Tech-savvy firms are seeing their social media sites ruthlessly stung by sophisticated attacks from cunning cyber criminals – in an illegal online industry now worth billions.
That’s the worrying web warning from one security expert after figures revealed cyber criminals are increasingly targeting companies utilising the likes of facebook, Twitter and Linked-In. Dave Ewart, director at Blue Coat, a firm specialising in corporate web security that count nearly 90 percent of the world’s Fortune 500 companies among their clients, said the methods used by cyber criminals are becoming “very clever.”
“These threats really are sophisticated. We’ve seen cyber criminals ‘recommending’ something you think is from a friend (on facebook) – they really like that,” Ewart told 7DAYS while on a visit to Dubai.

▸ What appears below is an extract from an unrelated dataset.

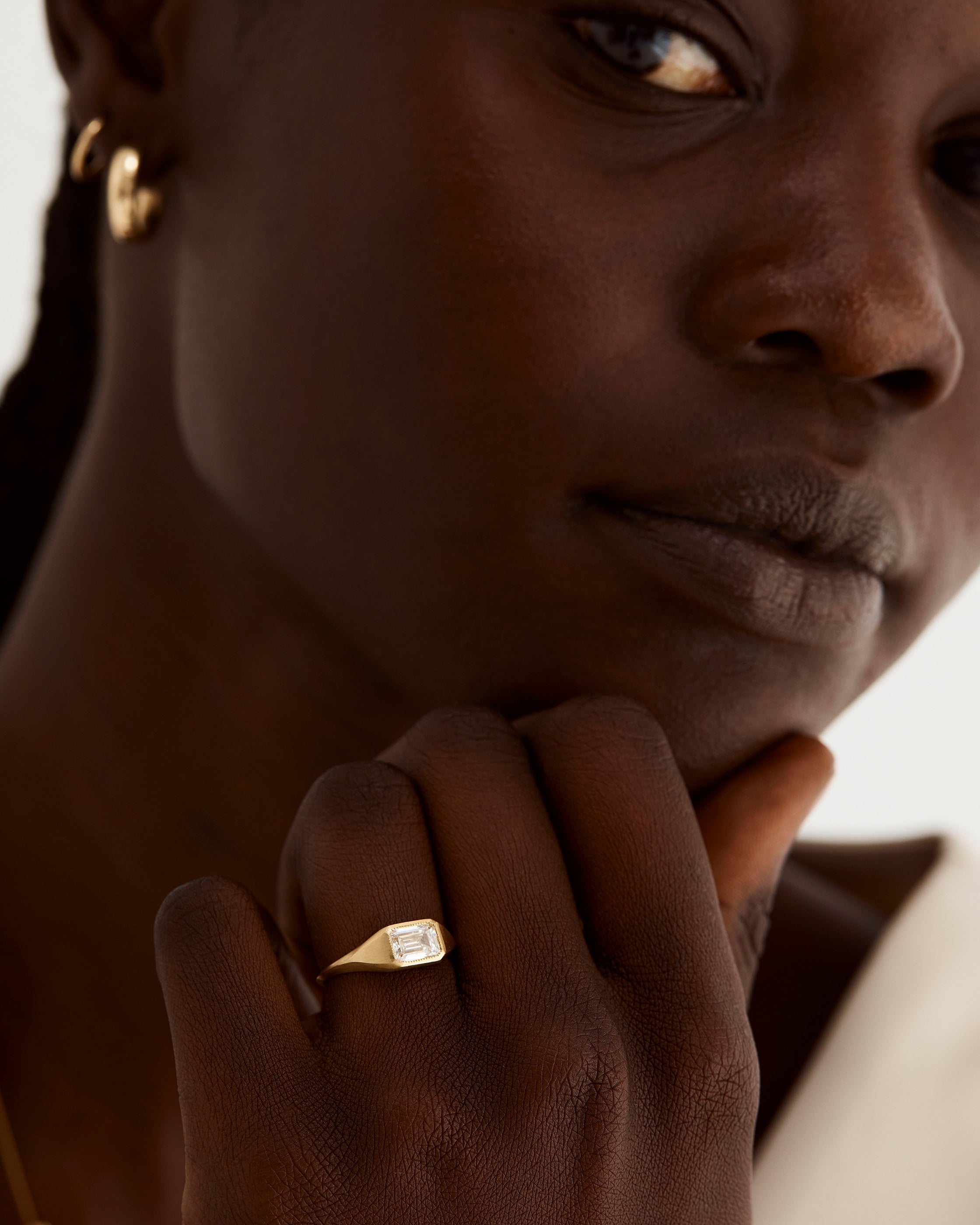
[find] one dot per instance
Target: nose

“Facebook is a phenomenon – companies use it, individuals love it… and so do cyber criminals. They are after money. They are unscrupulous. In the corporate world they are trying to trick you to steal company data or banking codes and banking transactions.” A recent survey conducted by Blue Coat revealed nearly one in four of the massive 3.3 million malware attacks carried out online each day are now conducted on social networking sites.
“It’s big business, it’s organised criminal activity,” said Ewart. “The web security industry spouts that it’s worth more globally than the drug trade. I’m not too convinced it’s quite as high, but it’s not a kick in the shins. It’s worth billions.”
Cyber criminals are targeting employees who conduct business transactions on smartphones on unsecure mobile networks outside the office. Ewart said: “The damage can catastrophically interfere with a company’s computer network.
“The cost of fixing it can be astronomical – it can run from the tens of thousands to the hundreds of thousands,” he added, saying that the prospect of a firm being so badly hit by cyber criminals it goes bankrupt “could happen”. The key, he says, is prevention rather than cure.
“It’s about policy and security. It’s allowing the marketing chief access to upload updates onto facebook but not allowing finance to post financial data on it,” said Ewart, adding software now exists for firms that can prohibit employees mentioning certain keywords online that refer to projects the company wishes to keep secret.